So I was listening to IGN’s Game Business Show Podcast and there was a brief mention about Casual Games in it that compelled me to respond. Feel free to listen to the podcast here to hear exactly what the gents had to say. It wasn’t bad per se but it did cause me to end up posting this rather long comment on G+ that well, I felt I needed to save for my own posterity and repost on my blog – if to not only be sure I stay committed to posting on this damn thing.
(I left this comment on Gary Whitta’s G+ feed btw)
“I appreciate the mention about the casual game space but honestly, until people stop claiming that casual games aren’t real games, real discussions about the industry won’t happen. That goes for everyone: game developers/publishers of casual titles, traditional video game devs/pubs, players, and video game journalists too.
The causal game devs who are trying to push the envelope of the genre should be applauded and respected by those as a whole in the industry of video games. Looking at the numbers Raptr released today, it seems like the hardcore players are starting to indulge in that casual fix more often than ever before. I can hope this means that casual games will be taken more seriously and get less flak – why does loving a casual or Facebook game have to be such a dirty little secret?

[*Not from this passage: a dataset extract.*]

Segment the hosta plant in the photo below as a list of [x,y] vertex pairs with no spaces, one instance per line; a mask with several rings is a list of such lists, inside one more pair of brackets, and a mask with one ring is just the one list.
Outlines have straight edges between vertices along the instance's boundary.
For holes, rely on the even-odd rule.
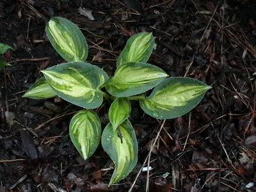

For every person who says that a casual game player isn’t on the same level as a hardcore player, I wish I could share the messages I get when our game goes down. The language and attitude rival any Xbox LIVE CoD match I’ve been in. And these are from housewives and retirees a lot of the time! Just because a game is short is easy to play, doesn’t mean it isn’t any less intense, enjoyable or competitive than a full title on the 360.
Maybe casual games aren’t as sexy because they don’t have the big marketing budgets that something like Gears has – or those big budgets are used to attract more mainstream marketing avenues that appeal to their playerbase (Words with Gaga, anyone?) Or maybe their “cute” style is what draws the non-gamers in. It isn’t threatening like a 360 title, where there is either the geek who has never touched a woman stigma attached to it or the snobbish video game player elitist attitude of “I only plays *REAL* games” and will tell you that *your* casual games are nonsense.
If a game is fun, cute, easy to explain/play, doesn’t make a player feel stupid if they don’t get the mechanic at first and/or players can play it someplace they already feel comfortable (Facebook), then why is that such a bad thing?
The low barrier to entry for casual/Facebook games means that people who didn’t get to be a part of the digital age like my generation (people like my mom) can now enjoy what we’ve known all along; That games are awesome! And whether they are 5 minute “time wasters” or 4 hour stints of epic gameplay, it really all boils down to the same fact. Games are games are games are fun. The day ANYONE – a 32-year old mom, a grandpa, a 20-year old dude, an 8-year old girl – can say “I enjoy video games” without it being some slight to the secret society of the REAL gamer or something that is still considered odd, will indeed be a happy day for me.”